Upon further reflection, it was blatantly obvious to see just how fast the world is changing and, in most ways, for the better. The United Kingdom, for example, hasn't experienced a recession since the 1990-91 era, a record of expansion that outdistances ours and doesn't trail China by much.
How did this happen? I remember spending an hour as an 11-year-old boy in Glasgow in 1966 and thinking a few years later that it made Gary, Indiana, look like the shining city on the hill. It wasn't easy, but these countries have completed a successful transition to a post-industrial economy.
Even in 1991, Glasgow was a struggling city with high unemployment. Most of the factories and smokestacks were no longer operational and they had sandblasted most of the grime and soot off the buildings. Since then, the old industrial cities of the northern United Kingdom have made an amazing transition to an information economy, led largely by financial services, and unemployment is no longer a major issue. Quality of life is important, but it does not take a front seat over work as it does in France.
Even in a near paradise, nothing is perfect. Crime is a huge issue, although it's down about 44% in the last decade. Binge-drinkers over there could drink the Duke lacrosse team under the table. And the nation that gave the world Shakespeare now serves its teenagers reality shows (which, like tulip bulb speculation, were invented in Holland) that make Jerry Springer's show look like a Chekhov play.

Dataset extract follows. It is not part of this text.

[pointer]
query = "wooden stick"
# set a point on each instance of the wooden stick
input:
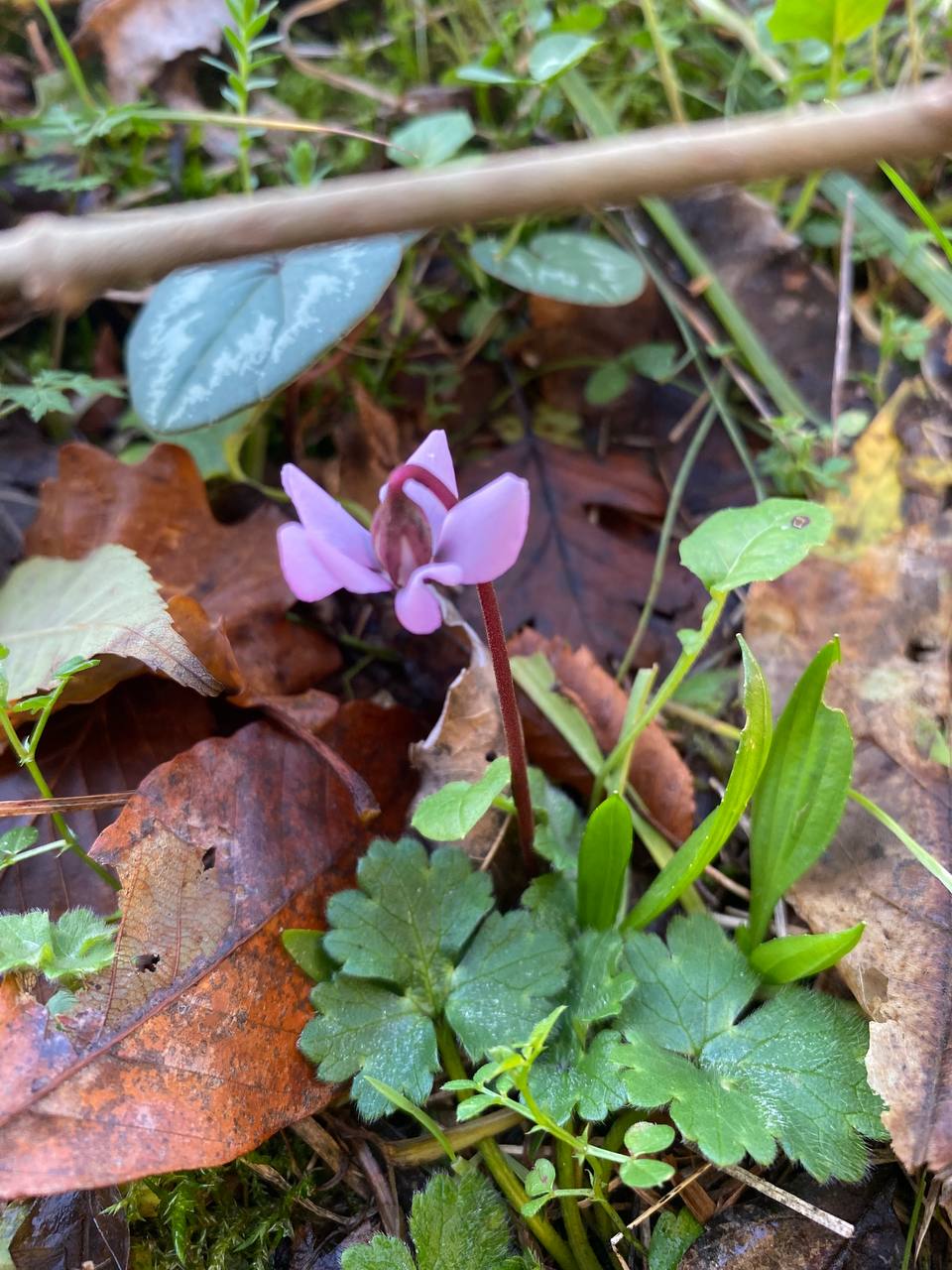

Politicians were quick to praise British soccer fans when only a few hundred were arrested at the World Cup.
The high cost of the welfare state, and the prospect of ever higher costs, is starting to dawn on the youth over there. "But in America, you also have to pay 40% [of your income in taxes] and you don't even get any health care for it," one youngster reminded me. Still, unlike the European continent, the welfare state hasn't calcified the economy.
In Scotland, you can see seventy-something retirees walking hilly golf courses and teeing off with one irons, a sight you won't see on Florida cart paths. It may help explain why life expectancies are longer in the U.K.
Attitudes toward America are, as always, complex, particularly among a people who are incredibly polite and also play their cards very close to the vest. As individuals, they seem to genuinely like Americans. It's not uncommon to meet folks from Iowa or Oregon who've picked Scotland as a part-time retirement home, and the natives take it as a compliment.
But as the only superpower in a unipolar world, America also gets more than its fair share of resentment. The wealth of drive-in burger billionaires is at once envied and despised.
On a train from Edinburgh to London, I read a columnist in The Times who was quite cynical about these attitudes. She mocked all the parlor-room complaints about American wealth and greed with a sharp wit (though I later discovered more Americans than Europeans think Americans are greedy).
Then she dropped a bomb on her readers. Americans give three times as much to charity as Brits do, and this was a week before Buffett's gift to Gates. So quality of life does have some costs.